Response of LNCaP cells to targeted inhibitors. A) The relative cell survival of LNCaPs treated with targeted inhibitors in androgen depleted media after 72 hours. Relative survival was normalized to untreated control LNCaPs in androgen depleted media (100%). Error bars are std. dev. from mean. B) The degree to which each targeted inhibitor reduced phosphorylation of the phosphoprotein as compare to control conditions. A thicker line indicates a stronger reduction in phosphorylation. Edges in average effect over 30 minutes, 4 hours, and 24 hours. C) The degree to which each targeted inhibitor activated phosphorylation of the phosphoprotein as compare to control conditions.

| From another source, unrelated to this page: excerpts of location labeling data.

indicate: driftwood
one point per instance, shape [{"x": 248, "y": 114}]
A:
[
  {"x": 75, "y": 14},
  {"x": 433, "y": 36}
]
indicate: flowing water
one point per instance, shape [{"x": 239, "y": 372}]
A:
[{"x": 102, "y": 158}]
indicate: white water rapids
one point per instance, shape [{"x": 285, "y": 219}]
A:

A thicker line indicates an increase phosphorylation. Edges in average effect over 30 minutes, 4 hours, and 24 hours. D) The effect of LY294002 treatment on p-Akt, p-GSK3, and p-RPS6. PI3K and mTor were not measured. A stronger color red indicates increased inhibition. E) The effect of Temsirolimus treatment on p-Akt, p-GSK3, and p-RPS6. PI3K and mTor were not measured. A stronger color red indicates increased inhibition.

Figure 7

The correlation values between phosphoproteins across the three different cell lines. Black lines indicate a positive correlation while red lines indicate a negative correlation. Solid lines indicate statistical significance when adjusted for multiple hypothesis testing while dotted lines indicate a P-value of less than 0.05 before multiple hypothesis correction.